Tchad : où en sont les droits économiques des femmes en 2026 ?
Un classement continental qui révèle des inégalités persistantes
L’édition 2026 du rapport Women, Business and the Law de la Banque mondiale expose une réalité contrastée pour les droits économiques des femmes en Afrique. Si certains pays africains progressent rapidement, le Tchad peine à suivre le rythme.
Le Tchad en milieu de peloton, loin des leaders
Avec un score de 51,40 sur 100, le Tchad se classe 36e sur 54 économies africaines. Ce résultat, bien que légèrement supérieur à celui du Botswana et du Nigeria (51,10 points, 37e ex æquo), reste inférieur à la moyenne continentale estimée à 67 points. Le Burundi, avec 52,68 points, le devance de justesse au 35e rang. Ces chiffres illustrent une situation où les avancées légales et pratiques peinent à se concrétiser.
Les pays africains les plus performants en matière d’égalité économique
Le podium est dominé par l’île Maurice (82,30 points), suivie du Togo (79,33 points) et de la Côte d’Ivoire (78,25 points). La Zambie et l’Afrique du Sud complètent le top cinq. Ces performances s’appuient sur des réformes structurelles ambitieuses, notamment dans les domaines de la mobilité professionnelle, du droit du travail, de l’entrepreneuriat et de la protection contre les discriminations.

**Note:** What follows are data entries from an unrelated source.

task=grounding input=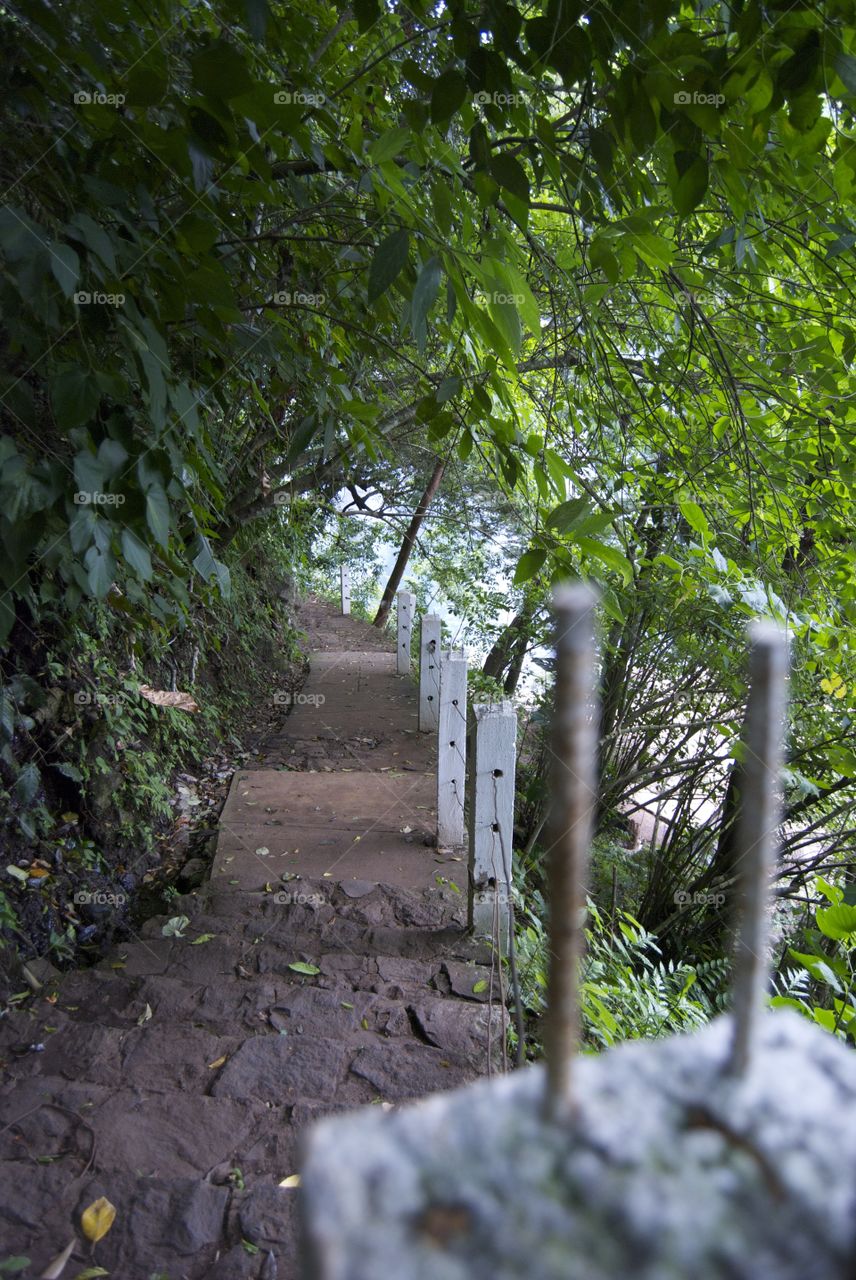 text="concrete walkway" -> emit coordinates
[0,593,503,1280]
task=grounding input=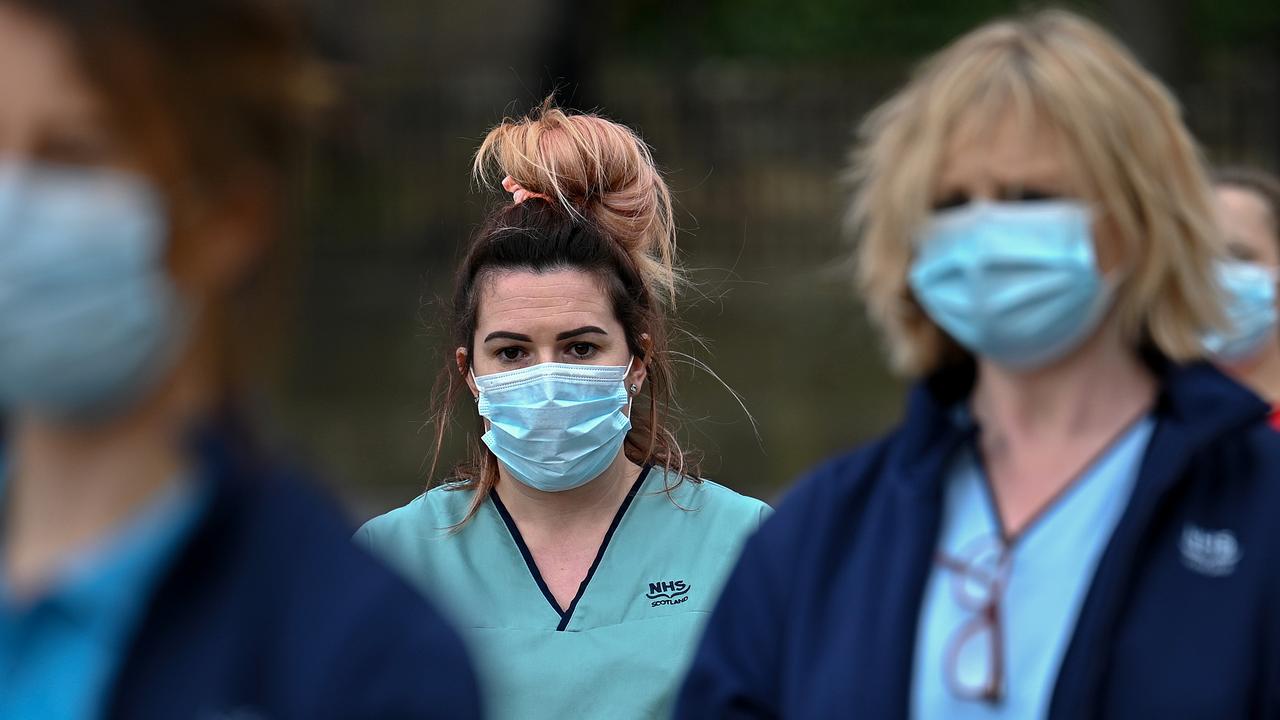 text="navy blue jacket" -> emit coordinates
[106,422,480,720]
[677,364,1280,720]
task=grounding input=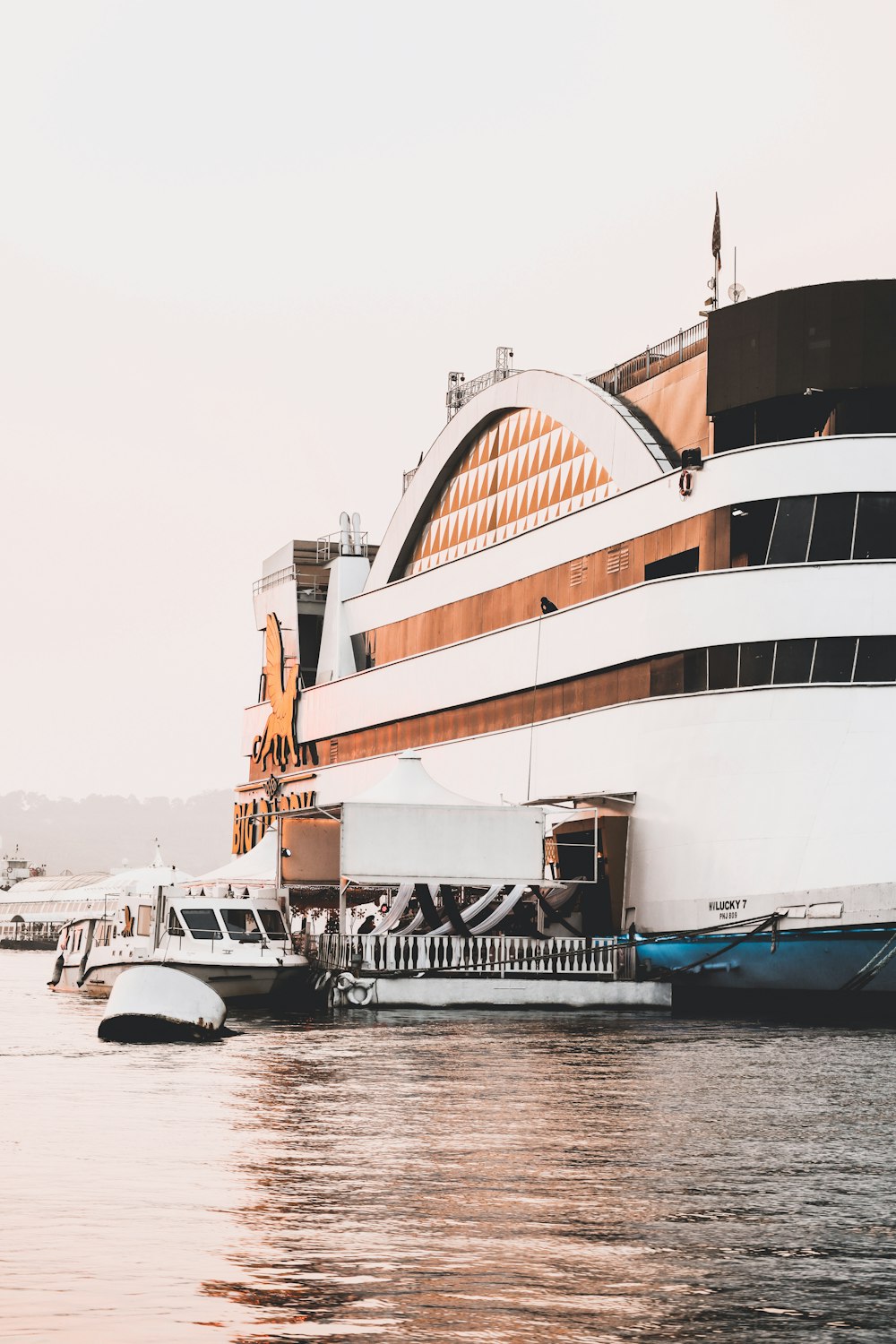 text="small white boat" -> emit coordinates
[97,964,227,1040]
[49,886,307,1003]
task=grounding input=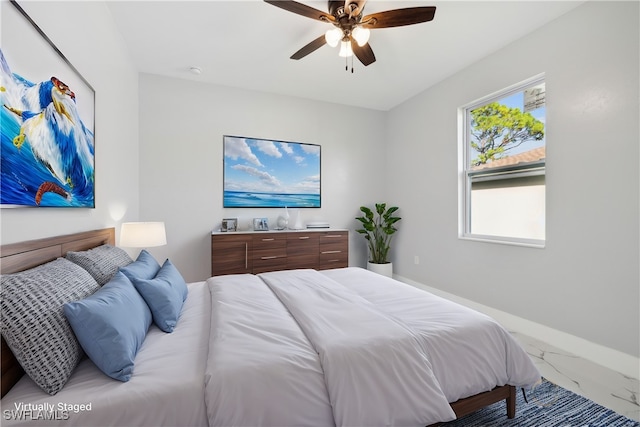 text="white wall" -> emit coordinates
[140,74,386,281]
[387,2,640,357]
[0,0,138,244]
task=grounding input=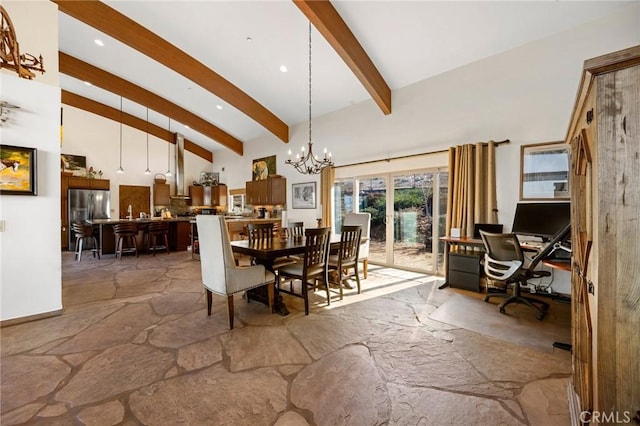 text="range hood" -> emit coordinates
[171,133,191,200]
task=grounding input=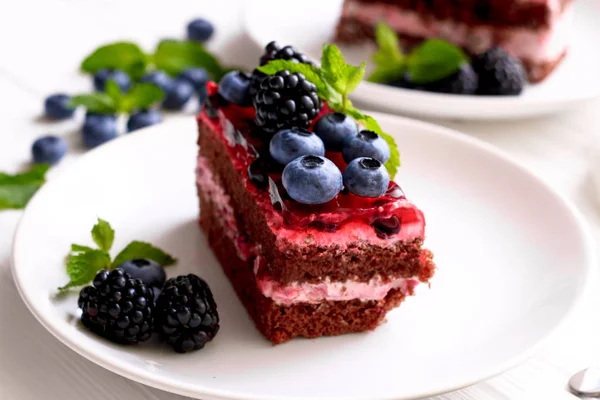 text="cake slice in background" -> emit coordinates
[335,0,574,82]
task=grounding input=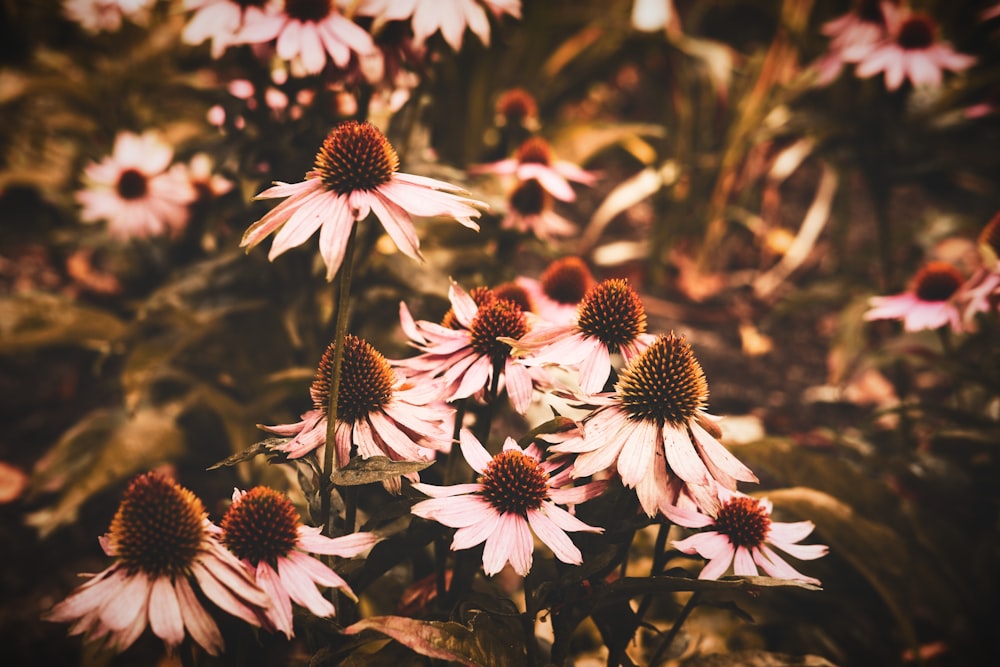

Une dynamique qui contraste avec celle observée au Tchad.
Les forces et faiblesses du système juridique tchadien
Malgré un score global faible, le Tchad affiche une avancée notable avec l’adoption d’une loi contre le harcèlement sexuel dans les lieux publics. Une mesure saluée, mais qui ne suffit pas à combler le retard accumulé. Plusieurs lacunes majeures subsistent, freinant l’émancipation économique des femmes :
- Un accès limité au crédit, notamment pour les entrepreneures ;
- Des protections insuffisantes contre les discriminations au travail ;
- Des droits parentaux restreints ;
- Une reconnaissance incomplète des droits de propriété et d’héritage.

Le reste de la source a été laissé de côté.